Different Methods To Employ Data Labelling In Machine Learning Tasks
Often, data labeling goes hand in hand with data acquisition. When compiling information from the Web to create a knowledge base, each fact is considered accurate and is therefore implicitly labeled as true. In the context of data labeling literature, it's useful to separate it from data acquisition due to the distinct techniques involved.
After obtaining sufficient data, the next phase involves assigning labels to individual instances. For example, in a scenario where an image dataset of industrial components is collected for a smart factory application, workers can begin annotating any defects in the components.
We propose the following categories to offer a comprehensive view of the data labeling landscape:
- Leveraging existing labels: One early concept in data labeling involves making use of any pre-existing labels.
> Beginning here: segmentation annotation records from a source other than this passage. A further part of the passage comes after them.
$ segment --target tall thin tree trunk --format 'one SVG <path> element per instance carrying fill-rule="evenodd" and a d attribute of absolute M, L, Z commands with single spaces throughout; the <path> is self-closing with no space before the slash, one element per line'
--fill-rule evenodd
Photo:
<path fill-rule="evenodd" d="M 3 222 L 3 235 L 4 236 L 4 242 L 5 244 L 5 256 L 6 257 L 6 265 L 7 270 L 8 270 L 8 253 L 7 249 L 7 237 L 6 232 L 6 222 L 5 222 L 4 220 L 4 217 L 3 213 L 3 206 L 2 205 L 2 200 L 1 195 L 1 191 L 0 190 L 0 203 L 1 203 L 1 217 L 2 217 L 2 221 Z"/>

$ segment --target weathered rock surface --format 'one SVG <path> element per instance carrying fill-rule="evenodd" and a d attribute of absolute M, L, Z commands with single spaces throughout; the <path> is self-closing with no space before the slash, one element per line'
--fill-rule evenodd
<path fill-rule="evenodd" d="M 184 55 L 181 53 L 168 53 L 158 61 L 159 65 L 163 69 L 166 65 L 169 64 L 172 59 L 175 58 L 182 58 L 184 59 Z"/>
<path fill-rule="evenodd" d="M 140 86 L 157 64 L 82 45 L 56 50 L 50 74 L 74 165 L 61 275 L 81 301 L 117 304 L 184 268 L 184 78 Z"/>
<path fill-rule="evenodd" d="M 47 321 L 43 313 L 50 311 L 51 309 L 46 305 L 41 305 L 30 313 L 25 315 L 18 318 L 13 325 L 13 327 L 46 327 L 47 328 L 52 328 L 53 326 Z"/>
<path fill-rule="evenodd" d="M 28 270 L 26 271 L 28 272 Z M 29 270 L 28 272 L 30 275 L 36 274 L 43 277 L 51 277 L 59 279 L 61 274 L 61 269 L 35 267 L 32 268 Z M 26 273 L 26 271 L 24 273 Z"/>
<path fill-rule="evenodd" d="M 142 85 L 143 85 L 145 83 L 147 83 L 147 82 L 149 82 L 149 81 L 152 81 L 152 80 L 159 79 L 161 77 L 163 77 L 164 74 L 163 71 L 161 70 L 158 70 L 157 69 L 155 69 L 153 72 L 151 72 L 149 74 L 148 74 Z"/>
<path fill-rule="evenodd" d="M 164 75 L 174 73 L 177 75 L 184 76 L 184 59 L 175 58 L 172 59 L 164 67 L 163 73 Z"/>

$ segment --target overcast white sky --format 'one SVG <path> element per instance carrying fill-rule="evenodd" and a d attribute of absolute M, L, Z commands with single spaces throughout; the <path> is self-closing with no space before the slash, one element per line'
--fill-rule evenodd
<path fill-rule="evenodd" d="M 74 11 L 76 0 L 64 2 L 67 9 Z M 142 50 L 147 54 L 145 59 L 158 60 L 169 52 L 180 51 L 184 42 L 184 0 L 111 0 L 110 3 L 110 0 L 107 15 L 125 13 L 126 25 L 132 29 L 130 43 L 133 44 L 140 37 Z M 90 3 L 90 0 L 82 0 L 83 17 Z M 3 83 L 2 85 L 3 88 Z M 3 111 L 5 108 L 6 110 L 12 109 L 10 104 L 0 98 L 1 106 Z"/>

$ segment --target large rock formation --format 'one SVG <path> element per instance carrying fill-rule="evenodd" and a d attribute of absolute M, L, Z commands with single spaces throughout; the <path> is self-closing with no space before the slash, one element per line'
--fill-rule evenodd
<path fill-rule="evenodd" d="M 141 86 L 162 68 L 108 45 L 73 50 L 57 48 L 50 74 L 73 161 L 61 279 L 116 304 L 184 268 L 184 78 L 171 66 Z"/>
This is seen in semi-supervised learning, where the existing labels are utilized to predict the remaining labels.
- Crowd-based approaches: The subsequent set of techniques revolves around crowdsourcing. A basic method involves labeling individual examples. A more sophisticated approach is active learning, which carefully selects questions to ask.
- Weak labels: While aiming for perfect labels is ideal, it can be costly. An alternative approach is to generate less-than-perfect labels (known as weak labels) in larger quantities to compensate for their lower quality.
Table of Contents
- Utilizing Existing Datasets
- Crowd Based Techniques
- Weak Supervision
- Conclusion
- Frequently Asked Questions
Utilizing Existing Datasets
In the field of machine learning, a common scenario involves having a limited amount of labeled data, which can be costly and time-consuming to gather through human efforts. Alongside this labeled data, a significantly larger pool of unlabeled data exists.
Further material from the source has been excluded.